Near the Canadian/US border
The Broken C Ranch
Daniel froze. From the sound of her voice, the woman stood no more than a yard behind him. The sound of several soft footfalls carried to his ears. He glimpsed a few shadows moving among the trees ringing the small clearing.
Great. The woman wasn’t alone and her companions were surrounding him.
Great. The woman wasn’t alone and her companions were surrounding him.
Why didn’t Ranger warn me?
“Hello, I-” Daniel started turning.
“Lift your hands up high or I’ll put a bullet in you.”
Her tone, flat and deadly, didn’t hold a single note of fear.

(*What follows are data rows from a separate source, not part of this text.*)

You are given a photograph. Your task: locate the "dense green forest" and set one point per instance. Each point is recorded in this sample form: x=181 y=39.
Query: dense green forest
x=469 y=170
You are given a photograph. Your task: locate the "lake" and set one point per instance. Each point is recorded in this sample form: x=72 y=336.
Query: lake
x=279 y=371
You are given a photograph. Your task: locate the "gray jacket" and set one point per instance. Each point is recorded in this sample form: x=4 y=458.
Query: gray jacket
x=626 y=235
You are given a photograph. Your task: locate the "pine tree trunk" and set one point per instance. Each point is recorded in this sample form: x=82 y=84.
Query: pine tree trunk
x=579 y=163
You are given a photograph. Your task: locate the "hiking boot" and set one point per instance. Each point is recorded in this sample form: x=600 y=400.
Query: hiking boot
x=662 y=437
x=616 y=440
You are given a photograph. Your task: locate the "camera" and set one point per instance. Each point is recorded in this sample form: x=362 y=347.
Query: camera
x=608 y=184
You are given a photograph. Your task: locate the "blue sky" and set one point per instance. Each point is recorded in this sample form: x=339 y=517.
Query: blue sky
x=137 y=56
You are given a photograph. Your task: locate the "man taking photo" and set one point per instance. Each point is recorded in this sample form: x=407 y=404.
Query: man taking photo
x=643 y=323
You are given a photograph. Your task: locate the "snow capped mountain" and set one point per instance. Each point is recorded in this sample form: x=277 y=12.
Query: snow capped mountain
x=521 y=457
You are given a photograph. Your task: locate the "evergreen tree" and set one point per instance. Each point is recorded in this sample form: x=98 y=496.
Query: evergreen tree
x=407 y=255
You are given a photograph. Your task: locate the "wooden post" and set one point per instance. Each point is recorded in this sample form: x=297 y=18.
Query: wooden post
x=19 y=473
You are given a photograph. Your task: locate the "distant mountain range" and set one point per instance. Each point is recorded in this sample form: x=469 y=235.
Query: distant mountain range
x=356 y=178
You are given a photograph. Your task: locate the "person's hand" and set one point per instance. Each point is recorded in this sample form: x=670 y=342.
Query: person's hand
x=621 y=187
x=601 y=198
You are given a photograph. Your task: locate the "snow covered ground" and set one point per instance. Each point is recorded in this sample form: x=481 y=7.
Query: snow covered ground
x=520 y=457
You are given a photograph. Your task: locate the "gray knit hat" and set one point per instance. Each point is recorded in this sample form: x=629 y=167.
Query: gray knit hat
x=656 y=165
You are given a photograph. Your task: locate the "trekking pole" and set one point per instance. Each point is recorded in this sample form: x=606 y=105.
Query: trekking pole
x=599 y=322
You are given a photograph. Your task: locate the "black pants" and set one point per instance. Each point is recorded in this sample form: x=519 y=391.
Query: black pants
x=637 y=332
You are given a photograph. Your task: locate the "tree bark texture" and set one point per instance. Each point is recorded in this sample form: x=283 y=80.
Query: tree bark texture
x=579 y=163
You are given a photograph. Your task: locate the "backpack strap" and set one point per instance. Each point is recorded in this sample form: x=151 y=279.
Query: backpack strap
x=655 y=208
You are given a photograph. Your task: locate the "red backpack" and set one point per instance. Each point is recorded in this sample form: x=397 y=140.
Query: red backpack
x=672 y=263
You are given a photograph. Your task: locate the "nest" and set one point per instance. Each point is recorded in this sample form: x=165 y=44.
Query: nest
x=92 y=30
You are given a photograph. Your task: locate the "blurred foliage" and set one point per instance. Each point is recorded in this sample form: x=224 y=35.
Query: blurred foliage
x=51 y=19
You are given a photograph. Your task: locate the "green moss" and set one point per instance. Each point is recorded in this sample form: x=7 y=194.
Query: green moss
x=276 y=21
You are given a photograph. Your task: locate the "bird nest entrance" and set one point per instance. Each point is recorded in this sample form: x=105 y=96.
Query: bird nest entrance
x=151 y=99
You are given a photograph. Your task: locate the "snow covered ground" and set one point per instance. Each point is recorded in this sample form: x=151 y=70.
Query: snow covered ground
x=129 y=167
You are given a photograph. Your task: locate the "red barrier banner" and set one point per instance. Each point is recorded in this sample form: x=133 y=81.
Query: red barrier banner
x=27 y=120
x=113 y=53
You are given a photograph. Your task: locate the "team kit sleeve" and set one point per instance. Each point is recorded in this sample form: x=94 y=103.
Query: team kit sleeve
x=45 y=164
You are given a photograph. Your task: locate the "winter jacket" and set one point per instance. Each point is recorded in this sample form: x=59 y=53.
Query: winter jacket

Daniel did as she demanded, his instincts warning him to handle the situation with care. Slowly he shifted around to face a young woman standing to one side of the still smoldering debris.
Long light brown hair tumbled over her shoulders, falling out of a knot high on her head. Soot streaked her jacket, heart shaped face and blue knitted gloves covering her hands. The blue eyes that met his gaze reflected no emotion.
“Who are you?” Her stance and grip on the rifle left him no doubt she knew how to use the carbine.
“Marshal Daniel Reid. Sheriff Deeks sent me to help.”
“Can you prove that?”
“If you’ll allow me to lower my hands, I’ll show you my badge.”
“A tin star would prove nothing.” Her expression didn’t ease. “How do you know Sheriff Deeks?”
“Langston and I served in the war together.” He deliberately used the other man’s first name.
“And today you just happened to run into him?”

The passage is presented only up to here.